A message may refer back to an earlier event: for example, when complaining of duplicate IDs, SP will reference the point where the ID was first declared.

ospam:test.html:10:6:E:end tag for "FORM" omitted, but its declaration does not permit this
ospam:test.html:7:0:start tag was here

ospam is complaining of an element that is unclosed at the point where its containing element is closed. The secondary messages tells us where the offending element was opened. It is easy for a human reader, but much harder for a parser, to see that these messages are related.

Context

Where an entity included from a document generates a message, a subsidiary message describing the inclusion may be generated (the -e option):

In Entity HTML included from test.html:1:48
ospam:HTML4-strict.dtd:364:0:W: unused parameter entity "MultiLengths"

Open Elements

The -g option will cause SP to describe open elements for parser messages:

ospam:test.html:4:9:E: element "WIBBLE" undefined
ospam:test.html:4:9: open elements: HTML BODY[1] (H1[1])

The error occurs within the HTML and BODY elements. The previous element to be closed, and the last valid element completed at this point, is H1.

Clauses

Someone please confirm this or correct me on this!

The -x option will cause SP to generate additional messages referencing specific clauses in the SGML specifications.

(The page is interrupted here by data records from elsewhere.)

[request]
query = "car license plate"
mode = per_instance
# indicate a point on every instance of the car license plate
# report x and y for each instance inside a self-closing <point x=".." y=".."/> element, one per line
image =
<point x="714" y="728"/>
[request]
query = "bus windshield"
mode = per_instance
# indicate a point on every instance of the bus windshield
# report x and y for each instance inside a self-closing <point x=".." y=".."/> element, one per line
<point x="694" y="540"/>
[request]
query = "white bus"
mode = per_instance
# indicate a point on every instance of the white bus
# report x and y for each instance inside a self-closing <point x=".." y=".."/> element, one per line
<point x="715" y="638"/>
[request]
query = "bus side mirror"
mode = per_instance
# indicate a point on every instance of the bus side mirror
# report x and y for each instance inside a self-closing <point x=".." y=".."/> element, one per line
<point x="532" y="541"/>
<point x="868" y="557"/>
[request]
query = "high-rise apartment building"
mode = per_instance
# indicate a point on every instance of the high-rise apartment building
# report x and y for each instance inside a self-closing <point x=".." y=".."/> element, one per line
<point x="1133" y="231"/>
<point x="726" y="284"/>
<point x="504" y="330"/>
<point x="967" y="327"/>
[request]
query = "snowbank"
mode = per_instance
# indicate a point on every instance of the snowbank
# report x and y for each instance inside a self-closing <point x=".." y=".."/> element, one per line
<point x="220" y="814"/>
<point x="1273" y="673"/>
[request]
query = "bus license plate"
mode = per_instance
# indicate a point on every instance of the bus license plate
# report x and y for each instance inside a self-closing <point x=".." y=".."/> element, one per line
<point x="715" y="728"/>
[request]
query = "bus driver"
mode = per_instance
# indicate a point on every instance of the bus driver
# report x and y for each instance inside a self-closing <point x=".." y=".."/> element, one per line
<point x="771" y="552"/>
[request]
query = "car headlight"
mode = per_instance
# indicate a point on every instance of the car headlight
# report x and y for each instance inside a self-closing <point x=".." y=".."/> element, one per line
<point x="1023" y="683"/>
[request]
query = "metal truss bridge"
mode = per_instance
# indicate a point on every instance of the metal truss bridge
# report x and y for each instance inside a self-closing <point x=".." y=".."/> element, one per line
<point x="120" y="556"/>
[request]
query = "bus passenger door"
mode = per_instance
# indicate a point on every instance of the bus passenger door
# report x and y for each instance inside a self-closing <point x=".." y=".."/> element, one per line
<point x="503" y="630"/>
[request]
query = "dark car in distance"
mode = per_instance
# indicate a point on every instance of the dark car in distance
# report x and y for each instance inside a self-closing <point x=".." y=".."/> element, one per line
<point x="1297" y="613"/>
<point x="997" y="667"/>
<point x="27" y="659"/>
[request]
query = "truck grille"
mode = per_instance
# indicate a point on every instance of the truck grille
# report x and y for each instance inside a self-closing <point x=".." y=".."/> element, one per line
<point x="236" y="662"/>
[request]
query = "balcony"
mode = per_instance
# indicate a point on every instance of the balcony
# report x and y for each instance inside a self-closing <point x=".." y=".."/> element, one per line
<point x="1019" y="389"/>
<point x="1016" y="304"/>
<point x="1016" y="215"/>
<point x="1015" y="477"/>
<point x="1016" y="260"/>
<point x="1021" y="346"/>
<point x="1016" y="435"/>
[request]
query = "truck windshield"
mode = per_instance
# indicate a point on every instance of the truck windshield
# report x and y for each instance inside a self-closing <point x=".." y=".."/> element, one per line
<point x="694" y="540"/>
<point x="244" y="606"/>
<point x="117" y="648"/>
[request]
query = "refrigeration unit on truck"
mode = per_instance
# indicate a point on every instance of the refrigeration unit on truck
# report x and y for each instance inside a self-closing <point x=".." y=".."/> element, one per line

ospam:foobar.sgml:5:20: relevant clauses: ISO/IEC 10744:1997 A3.5.2

DTD for SP messages

Outdated - this is no longer complete

As we see from the above discussion, there is a good deal of structure in the SP messages. We have encapsulated this in a DTD fragment. We will use this fragment with XHTML to generate XML reports in the Site Valet tools (see implementation below).

The basic message is sp:message. The sp:message represents the basic message line described above in its attributes. Any of the additional messages are represented by the sp:reference, sp:context, sp:clause, sp:openelement, and sp:prevelement elements within the sp:message element to which they refer.


	<!ELEMENT sp:reference		(#PCDATA)	>
	<!ELEMENT sp:context		EMPTY		>
	<!ELEMENT sp:clause		(#PCDATA)	>
	<!ELEMENT sp:openelement	(#PCDATA)	>
	<!ELEMENT sp:prevelement	(#PCDATA)	>
	<!ELEMENT sp:message
		(#PCDATA|
		sp:clause|
		sp:context|
		sp:reference|
		sp:openelement|
		sp:prevelement)*
	>
	<!ATTLIST sp:message
		sp:id		ID	#REQUIRED
		sp:location	CDATA	#IMPLIED
		sp:line		NMTOKEN	#IMPLIED
		sp:column	NMTOKEN	#IMPLIED
		sp:severity	NMTOKEN	#IMPLIED
	>
	<!ATTLIST sp:reference
		sp:location	CDATA	#REQUIRED
		sp:line		NMTOKEN	#REQUIRED
		sp:column	NMTOKEN	#REQUIRED
	>
	<!ATTLIST sp:context
		sp:location	CDATA	#REQUIRED
		sp:line		NMTOKEN	#REQUIRED
		sp:column	NMTOKEN	#REQUIRED
		sp:entity	NMTOKEN	#IMPLIED
	>
	<!ATTLIST sp:openelement
		sp:matchindex	NMTOKEN	#IMPLIED
	>
	<!ATTLIST sp:prevelement
		sp:matchindex	NMTOKEN	#IMPLIED
	>

Implementation

(now removed; no need for dummy demos when real applications are becoming widespread)

Source Code

The source code is now incorporated into OpenSP as standard, and is no longer available separately here.